An inductor of self inductance 1 H connected in series with a resistor of $$100\pi$$ ohm and an ac supply of $$100\pi$$ volt, 50 Hz. Maximum current flowing in the circuit is ______ A.

Given
Self-inductance $$L = 1 \text{ H}$$, Resistance $$R = 100\pi \, \Omega$$, Frequency $$f = 50 \text{ Hz}$$, RMS supply voltage $$V_{rms}=100\pi \text{ V}$$.

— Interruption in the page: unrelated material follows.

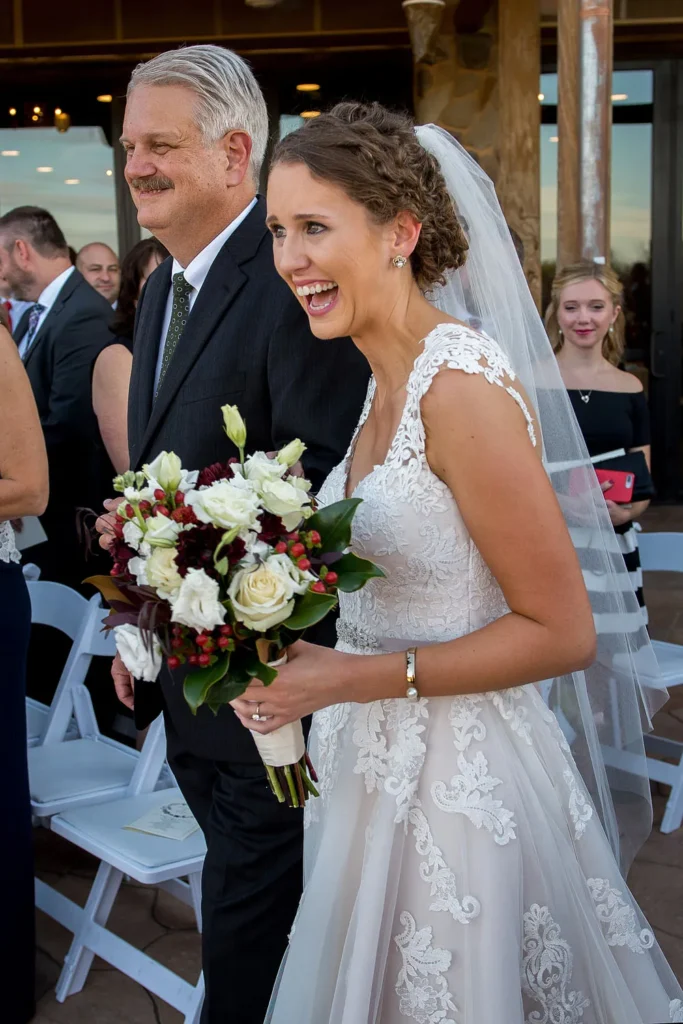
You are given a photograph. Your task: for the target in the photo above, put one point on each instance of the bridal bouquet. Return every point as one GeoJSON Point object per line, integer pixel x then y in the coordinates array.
{"type": "Point", "coordinates": [221, 569]}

First find the angular frequency.
Formula: $$\omega = 2\pi f$$ $$-(1)$$
Using $$f = 50$$ Hz,
$$\omega = 2\pi \times 50 = 100\pi \text{ rad s}^{-1}$$.

Inductive reactance $$X_L$$ is
$$X_L = \omega L$$ $$-(2)$$
Substituting $$\omega = 100\pi$$ and $$L = 1$$ H,
$$X_L = 100\pi \, \Omega$$.

The impedance of an $$R-L$$ series circuit is
$$Z = \sqrt{R^2 + X_L^2}$$ $$-(3)$$.
Here $$R = 100\pi$$ and $$X_L = 100\pi$$, so
$$Z = \sqrt{(100\pi)^2 + (100\pi)^2} = 100\pi\sqrt{2}\, \Omega$$.

RMS current:
$$I_{rms} = \frac{V_{rms}}{Z}$$ $$-(4)$$.
Putting $$V_{rms}=100\pi$$ V and $$Z = 100\pi\sqrt{2}$$ Ω,
$$I_{rms} = \frac{100\pi}{100\pi\sqrt{2}} = \frac{1}{\sqrt{2}} \text{ A}$$.

Maximum (peak) current relates to RMS current by
$$I_0 = \sqrt{2}\, I_{rms}$$ $$-(5)$$.
Hence
$$I_0 = \sqrt{2} \times \frac{1}{\sqrt{2}} = 1 \text{ A}$$.

Therefore, the maximum current flowing in the circuit is 1 A.